Statistical Comparison Outputs¶
Statistical Results (CSV)¶
Two CSV files summarize the statistical tests:
-
ANOVA Results: Contains summary results from statistical tests comparing groups and states, including test statistics, p-values, and analysis parameters.
-
Pairwise Comparisons: Contains detailed results from follow-up tests that identify specific differences between conditions, including effect sizes and corrected p-values.

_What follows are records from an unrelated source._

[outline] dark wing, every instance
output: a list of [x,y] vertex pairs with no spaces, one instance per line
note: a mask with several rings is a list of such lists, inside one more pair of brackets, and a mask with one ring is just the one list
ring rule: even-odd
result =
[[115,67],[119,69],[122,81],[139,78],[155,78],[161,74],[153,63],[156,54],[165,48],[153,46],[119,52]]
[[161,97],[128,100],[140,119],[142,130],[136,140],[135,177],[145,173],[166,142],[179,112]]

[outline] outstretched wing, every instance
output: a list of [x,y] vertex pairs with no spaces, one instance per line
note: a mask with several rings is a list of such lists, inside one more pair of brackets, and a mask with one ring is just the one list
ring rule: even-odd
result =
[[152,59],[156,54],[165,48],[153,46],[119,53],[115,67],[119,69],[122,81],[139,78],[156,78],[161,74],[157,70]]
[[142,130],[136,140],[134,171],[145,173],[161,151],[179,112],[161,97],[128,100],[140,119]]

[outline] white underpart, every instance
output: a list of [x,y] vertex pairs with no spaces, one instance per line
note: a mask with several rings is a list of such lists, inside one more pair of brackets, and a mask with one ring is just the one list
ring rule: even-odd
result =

Note: The example tables below are illustrative and may not exactly match all columns generated by every possible test configuration.
Example ANOVA Results:
Source | P-value | F-statistic | Stat Method | Measure | Comparison | Analysis Level | Multiple Correction | Data Pairing |
---|---|---|---|---|---|---|---|---|
state | 0.002 | 477.74 | rm_anova | positive_correlation | Average Correlation | subject | bonf | paired |
group | 0.241 | 6.32 | rm_anova | positive_correlation | Average Correlation | subject | bonf | paired |
state * group | 0.114 | 7.79 | rm_anova | positive_correlation | Average Correlation | subject | bonf | paired |
state | 0.0002 | 4052.66 | rm_anova | max_correlation | Max Correlation | subject | bonf | paired |
group | 0.219 | 7.78 | rm_anova | max_correlation | Max Correlation | subject | bonf | paired |
Example Pairwise Comparisons:
A | B | Contrast | T | P-unc | P-corr | Effect Size | Stat Method | Measure | Comparison | Analysis Level | Multiple Correction | Data Pairing |
---|---|---|---|---|---|---|---|---|---|---|---|---|
center | quad 1 | center vs quad 1 | 0.009 | 0.994 | 1.0 | 0.004 | paired_ttest | activity | trace_activity | subject | bonf | unpaired |
center | quad 2 | center vs quad 2 | -0.010 | 0.993 | 1.0 | -0.005 | paired_ttest | activity | trace_activity | subject | bonf | unpaired |
center | quad 4 | center vs quad 4 | 1.084 | 0.358 | 1.0 | 0.542 | paired_ttest | activity | trace_activity | subject | bonf | unpaired |
Drug | Vehicle | group | -0.384 | 0.738 | - | -0.192 | unpaired_ttest | activity | trace_activity | subject | bonf | unpaired |
Statistical Comparison Previews (SVG)¶
Several plots visualize the statistical results:
- Average Correlation Distribution: Shows how average positive and negative correlations differ across states and groups.
- Correlation State Comparison: Displays cell-level statistic comparisons across different states.
- Correlation Group Comparison: Shows how correlation statistics differ between experimental groups.